Window Transform
The window transform performs calculations over sorted groups of data objects. These calculations including ranking, lead/lag analysis, and aggregates such as running sums and averages. Calculated values are written back to the input data stream.
Example
Explore the effects of using different frames and windowed aggregation functions.
Transform Parameters
Property | Type | Description |
---|---|---|
sort | Compare | A comparator definition for sorting data objects within a window. If two data objects are considered equal by the comparator, they are considered “peer” values of equal rank. If sort is not specified, the order is undefined: data objects are processed in the order they are observed and none are considered peers (the ignorePeers parameter is ignored and treated as if set to true ). |
groupby | Field[ ] | The data fields to by which to partition data objects into separate windows. If not specified, a single group containing all data objects will be used. |
ops | String[ ] | The window or aggregation operations to apply within a window, including rank , lead , sum , average or count . See the window operation reference for more. |
fields | Field[ ] | The data fields for which to compute aggregate or window functions. This array should align with the ops, as, and params arrays. Field values can be null for operations that do not operate over a specific data field, including count , rank , and dense_rank . |
params | Array | Parameter values for window functions. This array should align with the ops array. Parameter values can be null for operations that do not accept a parameter (such as aggregation operations). |
as | String[ ] | The output field names to use for each operation in ops. If not specified, names will be automatically generated based on the operation and field names (e.g., rank , sum_field , average_field ). |
frame | Number[ ] | A frame specification as a two-element array indicating how the sliding window should proceed. The array entries should either be a number indicating the offset from the current data object, or null to indicate unbounded rows preceding or following the current data object. The default value is [null, 0] , indicating that the sliding window includes the current object and all preceding objects. The value [-5, 5] indicates that the window should include five objects preceding and five objects following the current object. Finally, [null, null] indicates that the window frame should always include all data objects. |
ignorePeers | Boolean | Indicates if the sliding window frame should ignore peer values. (Peer values are those considered identical by the sort criteria). The default is false , causing the window frame to expand to include all peer values. If set to true , the window frame will be defined by offset values only. This setting only affects those operations that depend on the window frame, namely aggregation operations and the first_value, last_value, and nth_value window operations. |
Window Operation Reference
The valid operations include all valid aggregate operations plus the following window operations.

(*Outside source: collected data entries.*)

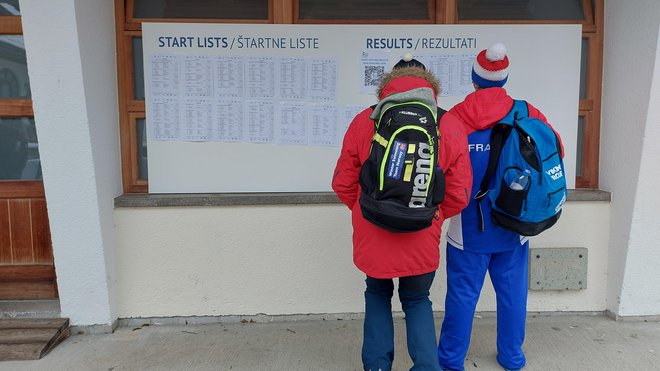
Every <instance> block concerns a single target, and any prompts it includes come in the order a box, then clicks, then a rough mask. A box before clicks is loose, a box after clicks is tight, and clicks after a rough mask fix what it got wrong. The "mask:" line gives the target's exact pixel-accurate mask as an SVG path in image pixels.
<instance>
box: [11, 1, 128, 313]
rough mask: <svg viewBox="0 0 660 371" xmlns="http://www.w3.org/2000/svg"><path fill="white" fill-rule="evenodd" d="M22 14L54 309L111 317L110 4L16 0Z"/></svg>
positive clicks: (116, 182) (117, 119) (116, 117)
mask: <svg viewBox="0 0 660 371" xmlns="http://www.w3.org/2000/svg"><path fill="white" fill-rule="evenodd" d="M21 13H22V22H23V30H24V36H25V45H26V50H27V59H28V69H29V75H30V83H31V88H32V99H33V105H34V112H35V121H36V126H37V135H38V137H39V152H40V155H41V160H42V165H43V177H44V186H45V190H46V201H47V204H48V215H49V219H50V226H51V235H52V241H53V253H54V257H55V269H56V273H57V283H58V289H59V294H60V305H61V308H62V315H63V316H64V317H69V318H70V319H71V324H73V325H96V324H100V325H110V324H112V323H113V321H114V320H115V319H116V318H117V317H116V310H115V308H114V302H115V300H114V296H115V295H114V280H115V272H114V257H113V256H114V251H113V250H114V227H113V224H112V223H113V221H112V212H113V204H112V200H113V198H114V197H115V196H117V195H119V194H120V193H121V183H120V167H119V154H118V148H119V139H118V138H119V136H118V127H119V125H118V108H117V87H116V85H117V76H116V73H117V72H116V71H117V68H116V62H115V61H116V56H115V52H114V51H115V37H114V35H115V34H114V7H113V2H112V1H103V0H94V1H90V0H77V1H76V0H51V1H41V0H22V1H21Z"/></svg>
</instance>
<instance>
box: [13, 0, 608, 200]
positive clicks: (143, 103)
mask: <svg viewBox="0 0 660 371" xmlns="http://www.w3.org/2000/svg"><path fill="white" fill-rule="evenodd" d="M0 1H5V3H7V4H14V5H15V7H16V9H17V7H18V2H17V1H6V0H0ZM115 4H116V6H115V8H116V17H115V18H116V22H117V58H118V63H117V65H118V69H119V74H118V76H119V107H120V120H121V121H120V132H121V154H122V174H123V184H124V192H126V193H132V192H147V191H148V180H147V161H146V159H147V147H146V140H145V105H144V71H143V65H142V37H141V22H221V23H276V24H292V23H315V24H324V23H327V24H336V23H356V24H357V23H371V24H405V23H407V24H429V23H431V24H432V23H437V24H455V23H458V24H493V23H537V24H538V23H541V24H547V23H580V24H582V36H583V42H582V58H581V66H580V71H581V78H580V111H579V124H578V126H579V136H578V146H579V148H578V154H577V158H578V161H579V163H578V164H577V167H576V168H577V175H576V187H577V188H597V187H598V142H599V135H600V95H601V74H602V53H603V14H604V0H557V1H546V0H411V1H407V2H399V1H392V0H352V1H351V0H334V1H328V0H232V1H222V2H218V1H215V0H168V1H163V0H115ZM0 81H2V76H0ZM1 84H2V83H1V82H0V86H2V85H1Z"/></svg>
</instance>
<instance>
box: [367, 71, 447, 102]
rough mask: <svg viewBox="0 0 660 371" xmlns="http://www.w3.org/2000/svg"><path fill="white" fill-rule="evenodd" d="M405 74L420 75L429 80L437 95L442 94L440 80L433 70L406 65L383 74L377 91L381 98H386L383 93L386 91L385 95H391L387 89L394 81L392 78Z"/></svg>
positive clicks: (435, 94)
mask: <svg viewBox="0 0 660 371" xmlns="http://www.w3.org/2000/svg"><path fill="white" fill-rule="evenodd" d="M403 76H411V77H419V78H421V79H424V80H426V81H427V82H428V84H429V85H430V87H431V89H433V92H434V93H435V95H436V96H437V95H438V94H440V82H439V81H438V78H437V77H435V75H434V74H433V73H432V72H430V71H427V70H425V69H422V68H419V67H404V68H397V69H393V70H392V71H390V72H388V73H386V74H385V75H384V76H383V78H382V80H380V84H378V90H377V91H376V92H377V94H376V96H377V97H378V98H379V99H383V98H384V96H383V93H385V95H389V94H388V90H387V89H385V88H386V87H387V85H389V84H390V83H391V82H392V80H394V79H396V78H398V77H403ZM390 94H391V92H390Z"/></svg>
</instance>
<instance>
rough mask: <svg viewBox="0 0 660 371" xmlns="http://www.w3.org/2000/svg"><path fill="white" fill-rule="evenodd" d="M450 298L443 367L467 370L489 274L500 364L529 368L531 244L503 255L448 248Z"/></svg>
mask: <svg viewBox="0 0 660 371" xmlns="http://www.w3.org/2000/svg"><path fill="white" fill-rule="evenodd" d="M446 256H447V296H446V298H445V318H444V321H443V322H442V330H441V331H440V341H439V344H438V359H439V361H440V367H441V368H443V369H447V370H463V364H464V361H465V356H466V354H467V351H468V347H469V345H470V335H471V334H472V319H473V317H474V311H475V308H476V305H477V301H478V300H479V294H480V292H481V287H482V286H483V283H484V278H485V276H486V271H488V272H489V274H490V279H491V281H492V283H493V287H494V288H495V295H496V297H497V361H498V362H499V363H500V365H502V366H503V367H504V368H507V369H518V368H522V367H523V366H525V355H524V353H523V350H522V345H523V342H524V340H525V318H526V312H527V279H528V278H527V271H528V269H527V264H528V256H529V243H525V244H524V245H523V246H521V247H520V248H515V249H513V250H509V251H504V252H498V253H472V252H467V251H463V250H459V249H457V248H455V247H453V246H451V245H450V244H447V255H446Z"/></svg>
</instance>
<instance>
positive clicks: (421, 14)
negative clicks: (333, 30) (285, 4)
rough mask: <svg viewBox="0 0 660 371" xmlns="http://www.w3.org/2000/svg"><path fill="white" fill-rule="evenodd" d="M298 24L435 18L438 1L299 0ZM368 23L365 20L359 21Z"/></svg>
mask: <svg viewBox="0 0 660 371" xmlns="http://www.w3.org/2000/svg"><path fill="white" fill-rule="evenodd" d="M297 4H298V11H297V12H296V15H297V17H296V21H297V23H338V21H339V22H341V21H367V22H368V21H377V22H378V23H383V20H387V21H388V23H392V22H396V21H405V23H411V22H410V21H416V22H414V23H431V22H432V21H434V14H433V9H434V6H435V1H429V0H409V1H394V0H380V1H374V0H300V1H298V2H297ZM360 23H365V22H360Z"/></svg>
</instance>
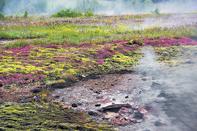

Operation | Parameter | Description |
---|---|---|
row_number | None | Assigns each data object a consecutive row number, starting from 1. |
rank | None | Assigns a rank order value to each data object in a window, starting from 1. Peer values are assigned the same rank. Subsequent rank scores incorporate the number of prior values. For example, if the first two values tie for rank 1, the third value is assigned rank 3. |
dense_rank | None | Assigns dense rank order values to each data object in a window, starting from 1. Peer values are assigned the same rank. Subsequent rank scores do not incorporate the number of prior values. For example, if the first two values tie for rank 1, the third value is assigned rank 2. |
percent_rank | None | Assigns a percentage rank order value to each data object in a window. The percent is calculated as (rank - 1) / (group_size - 1). |
cume_dist | None | Assigns a cumulative distribution value between 0 and 1 to each data object in a window. |
ntile | Number | Assigns a quantile (e.g., percentile) value to each data object in a window. Accepts an integer parameter indicating the number of buckets to use (e.g., 100 for percentiles, 5 for quintiles). |
lag | Number | Assigns a value from the data object that precedes the current object by a specified number of positions. If no such object exists, assigns null . Accepts an offset parameter (default 1 ) that indicates the number of positions. This operation must have a corresponding entry in the fields parameter array. |
lead | Number | Assigns a value from the data object that follows the current object by a specified number of positions. If no such object exists, assigns null . Accepts an offset parameter (default 1 ) that indicates the number of positions. This operation must have a corresponding entry in the fields parameter array. |
first_value | None | Assigns a value from the first data object in the current sliding window frame. This operation must have a corresponding entry in the fields parameter array. |
last_value | None | Assigns a value from the last data object in the current sliding window frame. This operation must have a corresponding entry in the fields parameter array. |
nth_value | Number | Assigns a value from the nth data object in the current sliding window frame. If no such object exists, assigns null . Requires a non-negative integer parameter that indicates the offset from the start of the window frame. This operation must have a corresponding entry in the fields parameter array. |
prev_value | None | If the current field value is not null and not undefined, it is returned. Otherwise, the nearest previous non-missing value in the sorted group is returned. This operation is performed relative to the sorted group, not the window frame, and must have a corresponding entry in the fields parameter array. ≥ 5.4 |
next_value | None | If the current field value is not null and not undefined, it is returned. Otherwise, the next non-missing value in the sorted group is returned. This operation is performed relative to the sorted group, not the window frame, and must have a corresponding entry in the fields parameter array.≥ 5.4 |
Usage
For the following input data:
[
{"key":0, "value":1},
{"key":1, "value":3},
{"key":2, "value":2},
{"key":2, "value":4},
{"key":3, "value":3}
]
The window transform
{
"type": "window",
"sort": {"field": "key", "order": "ascending"},
"ops": ["rank", "dense_rank", "sum", "mean"],
"fields": [null, null, "value", "value"],
"as": ["rank", "drank", "sum", "mean"]
}
produces as output the augmented input stream:
[
{"key":0, "value":1, "rank":1, "drank":1, "sum":1, "mean":1},
{"key":1, "value":3, "rank":2, "drank":2, "sum":4, "mean":2},
{"key":2, "value":2, "rank":3, "drank":3, "sum":10, "mean":2.5},
{"key":2, "value":4, "rank":3, "drank":3, "sum":10, "mean":2.5},
{"key":3, "value":3, "rank":5, "drank":4, "sum":13, "mean":2.6}
]
Filling in Missing Values
For the following input data:
[
{"key":0, "value":1},
{"key":1, "value":null},
{"key":2, "value":2},
{"key":3 },
{"key":4, "value":3}
]
The window transform
{
"type": "window",
"sort": {"field": "key", "order": "ascending"},
"ops": ["prev_value"],
"fields": ["value"],
"as": ["value"]
}
produces as output the modified input stream:
[
{"key":0, "value":1},
{"key":1, "value":1},
{"key":2, "value":2},
{"key":3, "value":2},
{"key":4, "value":3}
]